$debug
$debug : integer
Level of detail to be used for logging. Higher values mean more detail.
Implements the logistic regression text classification algorithm using lasso regression and a cyclic coordinate descent optimization step.
This algorithm is rather slow to converge for large datasets or a large number of features, but it does provide regularization in order to combat over-fitting, and out-performs Naive-Bayes in tests on the same data set. The algorithm augments a standard cyclic coordinate descent approach by ``sleeping'' features that don't significantly change during a single step. Each time an optimization step for a feature doesn't change the feature weight beyond some threshold, that feature is forced to sit out the next optimization round. The threshold increases over successive rounds, effectively placing an upper limit on the number of iterations over all features, while simultaneously limiting the number of features updated on each round. This optimization speeds up convergence, but at the cost of some accuracy.
train(object $X, array $y)
An adaptation of the Zhang-Oles 2001 CLG algorithm by Genkin et al. to use the Laplace prior for parameter regularization. On completion, optimizes the beta vector to maximize the likelihood of the data set.

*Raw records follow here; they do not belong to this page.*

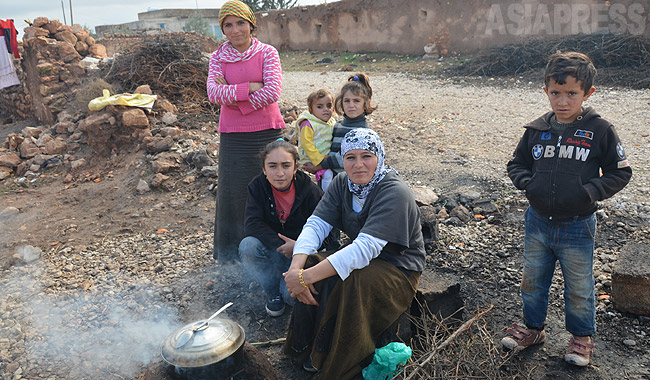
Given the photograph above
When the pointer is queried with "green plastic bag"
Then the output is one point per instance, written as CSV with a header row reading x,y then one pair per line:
x,y
387,358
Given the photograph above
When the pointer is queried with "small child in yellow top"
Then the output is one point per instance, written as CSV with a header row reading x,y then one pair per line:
x,y
315,133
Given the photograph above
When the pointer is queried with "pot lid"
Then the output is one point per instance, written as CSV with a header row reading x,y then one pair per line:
x,y
206,345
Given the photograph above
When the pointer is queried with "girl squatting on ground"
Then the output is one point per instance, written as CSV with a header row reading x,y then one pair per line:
x,y
280,199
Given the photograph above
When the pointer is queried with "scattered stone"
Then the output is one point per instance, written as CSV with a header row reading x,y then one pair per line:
x,y
135,118
78,164
468,196
461,213
170,131
9,211
199,159
169,118
484,206
165,105
66,36
429,221
156,144
166,162
424,196
629,342
97,50
158,180
9,160
631,279
28,253
142,187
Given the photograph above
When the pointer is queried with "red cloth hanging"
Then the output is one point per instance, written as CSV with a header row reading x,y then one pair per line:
x,y
8,30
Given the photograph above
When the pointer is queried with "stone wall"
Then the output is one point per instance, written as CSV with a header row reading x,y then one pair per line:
x,y
405,27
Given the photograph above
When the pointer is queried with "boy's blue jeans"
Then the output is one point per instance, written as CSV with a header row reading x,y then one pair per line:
x,y
572,244
265,266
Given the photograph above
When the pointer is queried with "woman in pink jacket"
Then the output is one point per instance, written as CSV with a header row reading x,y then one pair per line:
x,y
245,78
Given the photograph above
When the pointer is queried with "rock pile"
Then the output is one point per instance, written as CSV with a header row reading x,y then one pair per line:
x,y
52,65
74,139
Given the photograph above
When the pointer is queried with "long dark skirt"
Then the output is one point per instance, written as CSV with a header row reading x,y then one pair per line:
x,y
238,164
340,334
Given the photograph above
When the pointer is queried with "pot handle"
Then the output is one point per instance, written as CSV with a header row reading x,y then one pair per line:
x,y
205,323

object | $X | SparseMatrix representing the training dataset |
array | $y | array of known labels corresponding to the rows of $X |
classify(array $x)
Returns the pseudo-probability that a new instance is a positive example of the class the beta vector was trained to recognize. It only makes sense to try classification after at least some training has been done on a dataset that includes both positive and negative examples of the target class.

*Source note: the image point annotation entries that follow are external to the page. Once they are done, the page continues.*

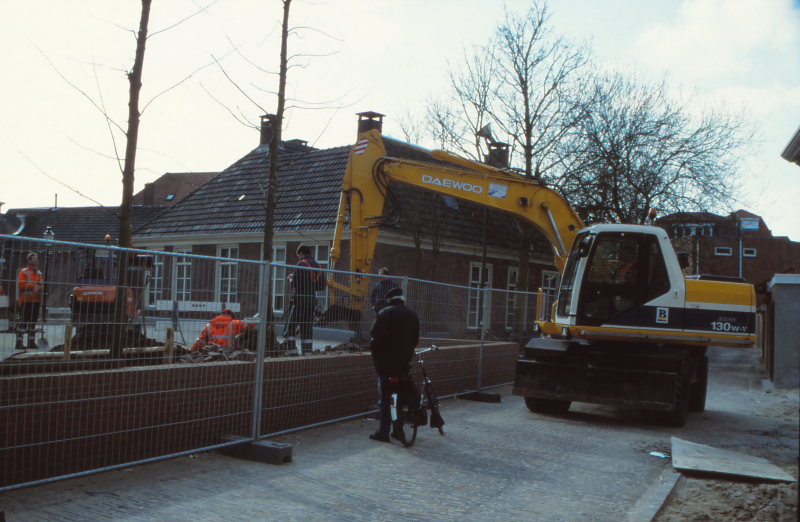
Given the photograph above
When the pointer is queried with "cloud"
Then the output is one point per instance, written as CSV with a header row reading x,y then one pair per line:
x,y
713,38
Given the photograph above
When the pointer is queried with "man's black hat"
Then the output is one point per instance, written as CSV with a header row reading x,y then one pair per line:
x,y
394,293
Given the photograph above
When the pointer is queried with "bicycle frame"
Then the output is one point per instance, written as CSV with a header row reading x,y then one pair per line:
x,y
436,420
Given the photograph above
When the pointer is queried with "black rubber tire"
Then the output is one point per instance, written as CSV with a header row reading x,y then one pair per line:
x,y
697,397
405,427
677,418
539,405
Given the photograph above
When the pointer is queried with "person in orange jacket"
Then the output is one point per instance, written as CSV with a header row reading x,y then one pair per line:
x,y
221,330
30,284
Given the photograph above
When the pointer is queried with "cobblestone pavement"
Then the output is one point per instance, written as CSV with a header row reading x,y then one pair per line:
x,y
497,462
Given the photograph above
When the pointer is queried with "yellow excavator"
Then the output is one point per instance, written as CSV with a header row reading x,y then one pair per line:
x,y
627,329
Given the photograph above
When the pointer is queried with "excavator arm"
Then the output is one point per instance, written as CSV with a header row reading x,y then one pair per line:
x,y
365,189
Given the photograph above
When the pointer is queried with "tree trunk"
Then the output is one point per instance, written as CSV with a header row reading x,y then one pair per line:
x,y
276,121
126,208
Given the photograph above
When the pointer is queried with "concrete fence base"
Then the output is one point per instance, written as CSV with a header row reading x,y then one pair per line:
x,y
62,424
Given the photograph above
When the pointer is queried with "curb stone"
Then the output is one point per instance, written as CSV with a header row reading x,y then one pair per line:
x,y
657,495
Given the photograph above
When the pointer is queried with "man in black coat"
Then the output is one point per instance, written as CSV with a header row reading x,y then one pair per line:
x,y
394,337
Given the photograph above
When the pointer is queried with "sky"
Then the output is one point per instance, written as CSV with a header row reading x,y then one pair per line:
x,y
208,79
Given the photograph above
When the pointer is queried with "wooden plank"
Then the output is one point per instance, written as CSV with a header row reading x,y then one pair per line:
x,y
169,346
689,456
67,341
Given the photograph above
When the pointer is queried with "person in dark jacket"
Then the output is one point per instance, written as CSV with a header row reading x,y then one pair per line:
x,y
382,288
303,302
394,337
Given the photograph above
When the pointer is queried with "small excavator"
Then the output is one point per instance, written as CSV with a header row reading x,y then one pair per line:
x,y
627,329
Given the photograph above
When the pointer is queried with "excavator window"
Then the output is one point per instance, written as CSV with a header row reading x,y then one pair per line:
x,y
611,290
565,292
657,277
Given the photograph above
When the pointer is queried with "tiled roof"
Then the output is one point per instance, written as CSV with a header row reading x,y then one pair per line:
x,y
78,224
172,187
309,184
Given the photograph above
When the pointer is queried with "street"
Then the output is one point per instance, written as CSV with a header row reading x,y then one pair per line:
x,y
496,462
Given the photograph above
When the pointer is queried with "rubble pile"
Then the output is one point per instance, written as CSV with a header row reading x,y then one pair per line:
x,y
214,353
98,337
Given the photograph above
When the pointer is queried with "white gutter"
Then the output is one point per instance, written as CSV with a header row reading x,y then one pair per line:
x,y
22,225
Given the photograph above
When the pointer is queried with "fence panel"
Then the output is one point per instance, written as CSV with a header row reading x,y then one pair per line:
x,y
170,371
86,387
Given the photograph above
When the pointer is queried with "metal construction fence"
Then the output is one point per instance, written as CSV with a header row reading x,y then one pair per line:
x,y
189,360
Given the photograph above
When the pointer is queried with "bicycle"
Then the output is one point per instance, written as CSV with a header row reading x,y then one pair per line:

array | $x | feature vector represented by an associative array mapping features to their weights |
computeApproxLikelihood(object $Xj, array $y, array $r, float $d) : array
Computes the approximate likelihood of y given a single feature, and returns it as a pair <numerator, denominator>.
object | $Xj | iterator over the non-zero entries in column j of the data |
array | $y | labels corresponding to entries in $Xj; each label is 1 if example i has the target label, and -1 otherwise |
array | $r | cached dot products of the beta vector and feature weights for each example i |
float | $d | trust region for feature j |
two-element array containing the numerator and denominator of the likelihood
score(array $r, array $y, array $beta) : float
Computes an approximate score that can be used to get an idea of how much a given optimization step improved the likelihood of the data set.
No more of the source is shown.